The bacterium Bordetella pertussis causes pertussis, an acute infectious disease. In the 20th century, pertussis was one of the most common childhood diseases and a major cause of U.S. childhood mortality. Before the availability of pertussis vaccine in the 1940s, public health experts reported more than 200,000 cases of pertussis annually. Since widespread use of the vaccine began, incidence has decreased more than 75% compared with the pre-vaccine era.

However, since the 1980s there has been an increase in the number of reported cases of pertussis. In 2012, the last peak year, CDC reported 48,277 cases of pertussis. However, CDC believes that much of the disease goes unrecognized and unreported.
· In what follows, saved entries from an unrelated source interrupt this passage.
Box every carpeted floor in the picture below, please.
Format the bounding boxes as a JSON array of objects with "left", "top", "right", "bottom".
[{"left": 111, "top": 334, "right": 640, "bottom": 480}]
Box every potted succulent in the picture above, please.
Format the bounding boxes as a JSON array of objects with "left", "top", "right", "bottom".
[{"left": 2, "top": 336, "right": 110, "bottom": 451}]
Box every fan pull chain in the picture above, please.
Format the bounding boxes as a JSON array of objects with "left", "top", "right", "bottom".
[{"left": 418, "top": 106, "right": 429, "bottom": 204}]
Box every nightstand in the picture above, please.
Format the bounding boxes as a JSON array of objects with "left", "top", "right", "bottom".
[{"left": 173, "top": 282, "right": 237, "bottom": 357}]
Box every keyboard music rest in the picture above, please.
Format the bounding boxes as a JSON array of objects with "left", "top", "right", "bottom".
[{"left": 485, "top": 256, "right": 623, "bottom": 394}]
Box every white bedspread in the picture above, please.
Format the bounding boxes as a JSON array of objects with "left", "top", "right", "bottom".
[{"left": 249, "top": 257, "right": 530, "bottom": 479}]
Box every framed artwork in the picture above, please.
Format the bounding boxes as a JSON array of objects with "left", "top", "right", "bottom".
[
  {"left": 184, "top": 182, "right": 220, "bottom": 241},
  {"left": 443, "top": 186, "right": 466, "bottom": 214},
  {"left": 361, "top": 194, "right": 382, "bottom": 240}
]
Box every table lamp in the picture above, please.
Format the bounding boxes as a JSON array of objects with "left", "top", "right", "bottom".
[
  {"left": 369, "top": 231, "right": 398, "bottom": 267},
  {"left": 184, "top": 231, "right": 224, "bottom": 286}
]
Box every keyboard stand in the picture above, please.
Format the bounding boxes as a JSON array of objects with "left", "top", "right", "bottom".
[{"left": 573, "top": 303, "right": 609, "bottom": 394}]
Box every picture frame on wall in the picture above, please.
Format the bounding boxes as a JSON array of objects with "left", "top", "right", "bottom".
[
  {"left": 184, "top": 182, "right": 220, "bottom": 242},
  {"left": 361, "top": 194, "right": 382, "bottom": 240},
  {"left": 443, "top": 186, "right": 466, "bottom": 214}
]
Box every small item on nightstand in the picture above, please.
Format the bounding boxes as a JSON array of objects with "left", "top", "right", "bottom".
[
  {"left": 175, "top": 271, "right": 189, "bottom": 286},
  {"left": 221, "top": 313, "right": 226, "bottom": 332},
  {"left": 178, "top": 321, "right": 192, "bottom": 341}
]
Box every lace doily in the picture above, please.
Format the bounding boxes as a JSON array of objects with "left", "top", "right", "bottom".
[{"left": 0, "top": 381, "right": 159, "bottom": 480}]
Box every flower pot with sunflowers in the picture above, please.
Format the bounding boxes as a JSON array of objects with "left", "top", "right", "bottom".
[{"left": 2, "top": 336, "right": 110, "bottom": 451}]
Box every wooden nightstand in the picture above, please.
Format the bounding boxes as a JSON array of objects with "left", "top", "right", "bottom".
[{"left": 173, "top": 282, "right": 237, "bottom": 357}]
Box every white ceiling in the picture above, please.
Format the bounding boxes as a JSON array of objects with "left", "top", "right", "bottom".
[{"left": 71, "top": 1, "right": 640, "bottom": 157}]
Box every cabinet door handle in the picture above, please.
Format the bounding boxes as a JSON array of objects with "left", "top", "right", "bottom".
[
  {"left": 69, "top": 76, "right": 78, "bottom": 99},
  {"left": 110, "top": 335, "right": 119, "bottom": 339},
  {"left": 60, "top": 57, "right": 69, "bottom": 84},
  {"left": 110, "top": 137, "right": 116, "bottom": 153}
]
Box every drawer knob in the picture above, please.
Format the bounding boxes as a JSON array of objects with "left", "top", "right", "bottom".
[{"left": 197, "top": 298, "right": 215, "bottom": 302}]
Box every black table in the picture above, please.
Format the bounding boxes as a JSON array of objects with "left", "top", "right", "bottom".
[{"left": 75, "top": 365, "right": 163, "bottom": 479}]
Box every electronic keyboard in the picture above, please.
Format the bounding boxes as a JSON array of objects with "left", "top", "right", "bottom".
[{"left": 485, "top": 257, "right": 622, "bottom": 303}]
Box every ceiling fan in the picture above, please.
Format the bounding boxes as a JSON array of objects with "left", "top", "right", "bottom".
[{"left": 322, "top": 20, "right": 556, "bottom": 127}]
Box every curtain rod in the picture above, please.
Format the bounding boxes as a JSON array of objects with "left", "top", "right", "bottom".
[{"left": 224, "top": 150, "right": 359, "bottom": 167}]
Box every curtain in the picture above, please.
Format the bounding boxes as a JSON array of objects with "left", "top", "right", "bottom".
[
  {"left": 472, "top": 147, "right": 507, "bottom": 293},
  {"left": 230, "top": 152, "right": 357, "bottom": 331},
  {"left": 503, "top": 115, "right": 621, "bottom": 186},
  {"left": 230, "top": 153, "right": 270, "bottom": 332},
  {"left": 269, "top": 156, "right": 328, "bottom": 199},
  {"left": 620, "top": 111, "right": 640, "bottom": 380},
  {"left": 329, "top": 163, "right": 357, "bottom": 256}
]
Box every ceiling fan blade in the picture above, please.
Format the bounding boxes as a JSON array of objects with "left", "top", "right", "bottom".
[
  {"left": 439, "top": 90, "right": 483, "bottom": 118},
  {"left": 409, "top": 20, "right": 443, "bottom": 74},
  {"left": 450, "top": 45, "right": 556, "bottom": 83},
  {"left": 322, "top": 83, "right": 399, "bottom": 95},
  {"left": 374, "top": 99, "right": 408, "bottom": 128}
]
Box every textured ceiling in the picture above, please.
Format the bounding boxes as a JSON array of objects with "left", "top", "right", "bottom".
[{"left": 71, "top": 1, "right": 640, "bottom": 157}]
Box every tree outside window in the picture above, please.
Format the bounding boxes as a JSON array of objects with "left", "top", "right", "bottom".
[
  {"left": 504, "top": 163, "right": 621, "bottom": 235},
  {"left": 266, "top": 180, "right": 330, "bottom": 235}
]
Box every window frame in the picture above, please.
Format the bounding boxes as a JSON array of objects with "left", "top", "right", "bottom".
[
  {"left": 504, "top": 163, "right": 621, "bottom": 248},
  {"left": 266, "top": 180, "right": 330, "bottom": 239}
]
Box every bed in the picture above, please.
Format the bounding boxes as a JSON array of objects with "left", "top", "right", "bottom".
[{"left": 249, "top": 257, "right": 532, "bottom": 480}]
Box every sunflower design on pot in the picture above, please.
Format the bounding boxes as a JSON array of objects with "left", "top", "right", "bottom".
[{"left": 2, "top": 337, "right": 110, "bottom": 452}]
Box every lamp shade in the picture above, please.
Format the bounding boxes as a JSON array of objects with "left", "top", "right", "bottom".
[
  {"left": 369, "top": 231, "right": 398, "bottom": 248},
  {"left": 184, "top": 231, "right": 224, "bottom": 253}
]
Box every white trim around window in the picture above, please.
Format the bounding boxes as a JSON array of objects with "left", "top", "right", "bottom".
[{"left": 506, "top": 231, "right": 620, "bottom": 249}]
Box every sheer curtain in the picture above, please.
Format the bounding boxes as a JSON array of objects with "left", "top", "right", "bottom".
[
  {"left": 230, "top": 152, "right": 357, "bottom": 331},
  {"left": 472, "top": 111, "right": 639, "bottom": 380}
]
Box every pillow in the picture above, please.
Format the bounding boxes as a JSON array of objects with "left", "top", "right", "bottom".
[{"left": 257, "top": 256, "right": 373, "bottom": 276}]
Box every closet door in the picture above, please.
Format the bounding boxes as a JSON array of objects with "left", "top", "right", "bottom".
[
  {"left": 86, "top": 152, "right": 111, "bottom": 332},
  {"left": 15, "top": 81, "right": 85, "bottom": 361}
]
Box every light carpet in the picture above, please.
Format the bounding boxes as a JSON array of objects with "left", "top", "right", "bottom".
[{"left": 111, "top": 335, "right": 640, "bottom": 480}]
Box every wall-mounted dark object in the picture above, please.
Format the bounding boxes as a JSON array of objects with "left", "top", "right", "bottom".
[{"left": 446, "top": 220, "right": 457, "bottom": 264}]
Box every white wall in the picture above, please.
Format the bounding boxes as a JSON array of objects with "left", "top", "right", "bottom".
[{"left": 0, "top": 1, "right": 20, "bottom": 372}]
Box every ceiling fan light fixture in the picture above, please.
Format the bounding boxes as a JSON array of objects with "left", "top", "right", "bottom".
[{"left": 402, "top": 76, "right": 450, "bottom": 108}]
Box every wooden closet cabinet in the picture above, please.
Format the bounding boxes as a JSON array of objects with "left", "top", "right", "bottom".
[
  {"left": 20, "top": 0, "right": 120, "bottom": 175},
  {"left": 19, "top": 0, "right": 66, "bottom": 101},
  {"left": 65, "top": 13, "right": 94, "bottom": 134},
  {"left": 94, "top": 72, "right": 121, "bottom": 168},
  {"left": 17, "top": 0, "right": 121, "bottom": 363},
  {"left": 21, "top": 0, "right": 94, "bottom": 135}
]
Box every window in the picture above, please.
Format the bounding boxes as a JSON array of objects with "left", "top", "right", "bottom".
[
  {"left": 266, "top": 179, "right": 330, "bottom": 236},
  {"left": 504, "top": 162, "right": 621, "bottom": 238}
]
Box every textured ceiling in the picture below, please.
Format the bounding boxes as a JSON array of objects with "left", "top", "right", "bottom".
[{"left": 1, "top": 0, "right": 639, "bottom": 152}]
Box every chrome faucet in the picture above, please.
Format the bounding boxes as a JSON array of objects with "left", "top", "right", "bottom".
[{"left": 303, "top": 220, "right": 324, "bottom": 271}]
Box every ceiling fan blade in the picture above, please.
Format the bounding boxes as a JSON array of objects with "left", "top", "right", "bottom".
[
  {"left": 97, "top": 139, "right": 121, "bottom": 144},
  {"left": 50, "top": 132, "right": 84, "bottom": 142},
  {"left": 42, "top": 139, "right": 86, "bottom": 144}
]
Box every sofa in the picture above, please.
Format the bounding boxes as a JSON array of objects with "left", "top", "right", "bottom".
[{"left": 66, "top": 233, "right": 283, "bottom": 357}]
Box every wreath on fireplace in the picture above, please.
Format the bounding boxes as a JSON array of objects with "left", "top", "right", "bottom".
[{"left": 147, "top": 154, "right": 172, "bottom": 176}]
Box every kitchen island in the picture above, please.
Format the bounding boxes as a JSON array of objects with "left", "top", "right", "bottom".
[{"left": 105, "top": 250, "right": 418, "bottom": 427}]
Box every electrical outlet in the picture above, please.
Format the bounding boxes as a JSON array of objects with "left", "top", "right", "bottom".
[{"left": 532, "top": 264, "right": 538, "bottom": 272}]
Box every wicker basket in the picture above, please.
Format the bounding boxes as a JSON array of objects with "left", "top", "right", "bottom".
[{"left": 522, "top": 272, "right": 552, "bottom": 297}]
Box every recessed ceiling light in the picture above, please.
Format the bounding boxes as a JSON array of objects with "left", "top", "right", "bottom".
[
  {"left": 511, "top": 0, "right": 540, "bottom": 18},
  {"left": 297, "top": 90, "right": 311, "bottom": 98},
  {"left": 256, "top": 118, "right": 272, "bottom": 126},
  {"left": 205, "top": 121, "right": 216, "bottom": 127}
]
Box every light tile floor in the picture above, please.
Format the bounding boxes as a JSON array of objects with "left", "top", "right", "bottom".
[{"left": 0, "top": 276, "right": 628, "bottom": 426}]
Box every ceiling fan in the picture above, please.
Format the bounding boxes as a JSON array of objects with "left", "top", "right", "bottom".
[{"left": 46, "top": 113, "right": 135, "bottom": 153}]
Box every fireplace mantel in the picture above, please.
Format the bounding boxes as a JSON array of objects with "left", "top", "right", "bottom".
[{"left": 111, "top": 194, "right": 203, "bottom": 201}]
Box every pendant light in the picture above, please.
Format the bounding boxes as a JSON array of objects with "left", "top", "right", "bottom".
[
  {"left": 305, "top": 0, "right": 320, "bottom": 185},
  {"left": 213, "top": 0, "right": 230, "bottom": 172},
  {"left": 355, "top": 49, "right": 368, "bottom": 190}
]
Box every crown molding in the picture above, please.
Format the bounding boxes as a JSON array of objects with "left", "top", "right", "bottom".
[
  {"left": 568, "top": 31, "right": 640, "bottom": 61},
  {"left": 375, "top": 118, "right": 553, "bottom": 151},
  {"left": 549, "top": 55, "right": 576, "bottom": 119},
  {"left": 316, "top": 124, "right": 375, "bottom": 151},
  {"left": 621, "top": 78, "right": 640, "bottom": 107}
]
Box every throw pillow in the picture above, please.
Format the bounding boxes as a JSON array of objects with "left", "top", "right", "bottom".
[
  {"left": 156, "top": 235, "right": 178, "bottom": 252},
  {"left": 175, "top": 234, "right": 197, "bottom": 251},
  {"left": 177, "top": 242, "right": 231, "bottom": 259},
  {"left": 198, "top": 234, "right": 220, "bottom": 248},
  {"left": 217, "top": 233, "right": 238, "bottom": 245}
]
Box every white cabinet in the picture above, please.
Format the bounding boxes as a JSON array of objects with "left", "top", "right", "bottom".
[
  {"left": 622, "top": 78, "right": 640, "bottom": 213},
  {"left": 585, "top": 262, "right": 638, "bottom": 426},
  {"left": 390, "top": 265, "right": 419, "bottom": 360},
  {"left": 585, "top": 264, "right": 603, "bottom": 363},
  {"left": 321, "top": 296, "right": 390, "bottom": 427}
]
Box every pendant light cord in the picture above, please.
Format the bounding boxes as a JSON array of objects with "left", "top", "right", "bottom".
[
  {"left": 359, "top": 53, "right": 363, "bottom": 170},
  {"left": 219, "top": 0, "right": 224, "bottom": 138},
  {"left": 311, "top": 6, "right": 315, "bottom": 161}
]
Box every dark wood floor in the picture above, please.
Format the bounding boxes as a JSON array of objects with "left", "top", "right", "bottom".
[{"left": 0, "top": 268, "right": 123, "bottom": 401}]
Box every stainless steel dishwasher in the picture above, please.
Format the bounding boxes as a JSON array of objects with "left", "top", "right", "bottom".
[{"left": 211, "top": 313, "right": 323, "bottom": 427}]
Several factors have likely contributed to the increase in reported cases, including

  • Increased awareness and improved recognition of pertussis among clinicians
  • Greater access to and use of laboratory diagnostics, especially polymerase chain reaction (PCR) testing
  • Increased surveillance and reporting of pertussis to public health departments
  • Waning immunity from vaccines

Additionally, B. pertussis are also always changing at a genetic level. CDC continues to evaluate what impact, if any, molecular changes in B. pertussis are having on public health.

Bordetella pertussis

B. pertussis is a fastidious, gram-negative bacterium requiring special media for isolation. B. pertussis produces multiple antigenic and biologically active products including:

Gram stain of Bordetella pertussis

Gram stain of Bordetella pertussis

  • Pertussis toxin
  • Filamentous hemagglutinin (FHA)
  • Agglutinogens
  • Adenylate cyclase
  • Pertactin
  • Tracheal cytotoxin

These products are responsible for the clinical features of pertussis. An immune response to one or more of them produces immunity following infection. Some observational studies suggest that pertussis infection can provide immunity for 4 to 20 years, but that it is not life-long.

Pathogenesis

Pertussis is primarily a toxin-mediated disease. The bacteria

  • Attach to the cilia of the respiratory epithelial cells
  • Produce toxins that paralyze the cilia
  • Cause inflammation of the respiratory tract, which interferes with the clearing of pulmonary secretions

Until recently, scientists thought that B. pertussis did not invade the tissues. However, recent studies suggest that the bacteria are present in alveolar macrophages.